Written by: Dave Cantrell
As certified lovers of supremely well-crafted pop songs and unexpurgated dictionaries, that we here at SEM would develop an abiding fondness for the work of John Andrew Fredrick, dba as the devotedly lowercase band the black watch, is a foregone – and glaringly obvious – conclusion. Weaving rich and nimble pop tropes like some kind of (lowercase) god that can create breathtaking tapestries while blindfolded, the work of JAF (as we shorthand him around here) is a force of Beatlesque nature that infiltrates both heart and mind simultaneously with an almost profligate ease and thus finds a very welcoming embrace here at SEM Central. However, even though, unlike most sustained relationships, ours has been quite pacific (no pun intended as regards Mr Fredrick residing near the Southern California oceanside all his adult life or at least we don’t think there was) there is one notable exception: the black watch’s unwavering, damn near punishing prolificacy. It’s an issue that comes up quite often as it has no choice since seemingly every new album – Here & There will be the band’s twentieth – arrives with the shadow of the next one already looming up behind it. Now, while this ‘challenge of abundance’ would almost certainly doom lesser artists, it’s a point of nonchalant, it-is-what-it-is pride with JAF. It isn’t the goal, it’s just the songs keep rolling of the guy’s psyche like it’s not just a brain we’re dealing with here but a conveyer belt of pith and melody as well and what else is there to do with all those songs but release them into the wild. And so here we are with the next bunch on the brink and lo and behold and no surprise, it’s another adroit doozy of irrepressible songcraft, another ten tracks of the pop impeccable. As before, when listening to Here & There (released November 19th on Atom Records), there’s that wonderful and not a little eerie sensation where whatever’s come before falls into silence in the face the new.

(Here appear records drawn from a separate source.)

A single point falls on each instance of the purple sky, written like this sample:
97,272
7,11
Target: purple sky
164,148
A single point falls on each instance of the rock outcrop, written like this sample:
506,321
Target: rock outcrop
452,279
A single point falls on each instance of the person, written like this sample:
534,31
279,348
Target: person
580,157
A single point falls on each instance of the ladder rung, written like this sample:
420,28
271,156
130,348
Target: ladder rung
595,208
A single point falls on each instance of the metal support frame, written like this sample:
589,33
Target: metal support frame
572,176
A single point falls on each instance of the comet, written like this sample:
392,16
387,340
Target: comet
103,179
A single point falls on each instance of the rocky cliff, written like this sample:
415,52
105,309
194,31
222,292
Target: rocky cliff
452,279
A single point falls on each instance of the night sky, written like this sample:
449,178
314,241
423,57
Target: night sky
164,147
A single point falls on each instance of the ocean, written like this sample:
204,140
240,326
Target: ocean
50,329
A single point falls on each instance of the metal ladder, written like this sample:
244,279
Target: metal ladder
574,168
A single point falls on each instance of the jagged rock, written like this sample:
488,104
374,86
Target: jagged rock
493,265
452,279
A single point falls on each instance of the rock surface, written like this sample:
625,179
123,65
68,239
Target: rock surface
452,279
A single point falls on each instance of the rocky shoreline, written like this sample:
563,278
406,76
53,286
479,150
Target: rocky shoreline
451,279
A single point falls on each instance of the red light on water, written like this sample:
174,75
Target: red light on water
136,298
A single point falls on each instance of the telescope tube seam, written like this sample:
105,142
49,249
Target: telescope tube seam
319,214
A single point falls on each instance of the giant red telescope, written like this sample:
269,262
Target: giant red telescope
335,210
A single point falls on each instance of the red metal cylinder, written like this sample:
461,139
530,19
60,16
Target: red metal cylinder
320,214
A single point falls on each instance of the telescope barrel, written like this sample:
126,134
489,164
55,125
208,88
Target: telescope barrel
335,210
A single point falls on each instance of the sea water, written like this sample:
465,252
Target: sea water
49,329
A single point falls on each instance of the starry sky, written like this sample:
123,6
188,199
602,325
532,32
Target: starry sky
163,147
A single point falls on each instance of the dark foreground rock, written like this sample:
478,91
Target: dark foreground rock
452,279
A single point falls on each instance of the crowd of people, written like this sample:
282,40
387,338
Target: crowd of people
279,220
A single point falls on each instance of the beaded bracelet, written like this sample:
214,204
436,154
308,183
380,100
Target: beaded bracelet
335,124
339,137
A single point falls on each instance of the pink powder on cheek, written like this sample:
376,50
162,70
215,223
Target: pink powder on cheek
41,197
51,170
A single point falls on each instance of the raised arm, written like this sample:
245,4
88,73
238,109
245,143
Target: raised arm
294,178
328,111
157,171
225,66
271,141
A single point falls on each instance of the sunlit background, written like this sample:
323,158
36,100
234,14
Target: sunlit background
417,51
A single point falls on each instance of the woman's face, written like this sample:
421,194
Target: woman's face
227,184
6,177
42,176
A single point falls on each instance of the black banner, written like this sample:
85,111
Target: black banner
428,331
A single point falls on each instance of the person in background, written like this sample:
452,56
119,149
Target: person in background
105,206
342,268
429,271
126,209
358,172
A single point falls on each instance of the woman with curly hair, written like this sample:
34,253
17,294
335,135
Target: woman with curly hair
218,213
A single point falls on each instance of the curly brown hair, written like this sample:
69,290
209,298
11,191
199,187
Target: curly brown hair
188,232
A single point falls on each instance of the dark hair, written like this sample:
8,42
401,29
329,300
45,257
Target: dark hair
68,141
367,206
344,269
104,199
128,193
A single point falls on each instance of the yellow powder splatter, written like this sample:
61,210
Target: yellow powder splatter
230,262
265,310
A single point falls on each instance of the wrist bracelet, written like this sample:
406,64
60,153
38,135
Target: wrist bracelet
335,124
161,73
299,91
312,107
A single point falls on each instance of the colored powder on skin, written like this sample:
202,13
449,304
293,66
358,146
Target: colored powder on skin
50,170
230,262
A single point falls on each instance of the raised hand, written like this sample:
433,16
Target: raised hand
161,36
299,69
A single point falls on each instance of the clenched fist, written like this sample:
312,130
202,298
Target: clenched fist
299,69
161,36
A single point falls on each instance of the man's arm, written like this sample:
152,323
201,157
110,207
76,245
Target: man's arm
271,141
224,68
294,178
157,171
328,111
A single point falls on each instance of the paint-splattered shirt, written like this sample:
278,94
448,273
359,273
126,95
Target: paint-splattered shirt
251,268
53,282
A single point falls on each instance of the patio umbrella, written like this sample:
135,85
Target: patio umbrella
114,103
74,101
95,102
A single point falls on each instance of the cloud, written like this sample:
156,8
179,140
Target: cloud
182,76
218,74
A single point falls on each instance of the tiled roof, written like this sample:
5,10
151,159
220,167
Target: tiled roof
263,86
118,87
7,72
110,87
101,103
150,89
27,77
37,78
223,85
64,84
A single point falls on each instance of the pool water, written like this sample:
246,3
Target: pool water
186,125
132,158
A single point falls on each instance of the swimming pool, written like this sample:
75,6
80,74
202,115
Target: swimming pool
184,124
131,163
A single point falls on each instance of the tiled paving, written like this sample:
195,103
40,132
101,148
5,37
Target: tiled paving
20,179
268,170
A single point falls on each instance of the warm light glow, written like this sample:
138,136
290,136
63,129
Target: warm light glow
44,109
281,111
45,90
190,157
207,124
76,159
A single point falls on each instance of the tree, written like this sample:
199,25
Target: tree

Whether it be the title track with its skein of strings seducing your heart into the autumnal, the astute garage chug of “another for C” which is more or less the pop version of The Metamorphosis but instead of Gregor waking up as a giant insect it’s GBV rolling ineluctably into TBW right before your ears, “days when the rain” that may possibly be the best song Fredrick’s ever written or any of the other seven tracks that make up the latest gently pulsing gem, the hooks and impermeable melodies throughout make one realize that when a record is called ‘timeless’ it doesn’t simply mean that, as an artifact, it’s not likely to age but as well the simple fact that, while listening to it, Old Man Time himself just steps to the side and decides to not go by, so entranced is he. So, though we’re here today to premiere the video for Here & There‘s second single “Dream Slow,” directed by the estimable CK Sumner (known for their work with Throwing Muses and the Bevis Frond among others) and as fine a slice of wistfully orchestral pop as we’ve heard this year or last and likely next – as with so many black watch songs, we find ourselves being whisked away to our own romantic enclaves from the past, faded waves of yearning revisiting for the first time in years – we can’t help but take the opportunity to alert you to the album entire. Why? Well, why else? Because it’s all as good as what you hear here, to which we can’t help but say – because we’re not half-clever bastards that can’t resist an obvious ending – “Hear here!!”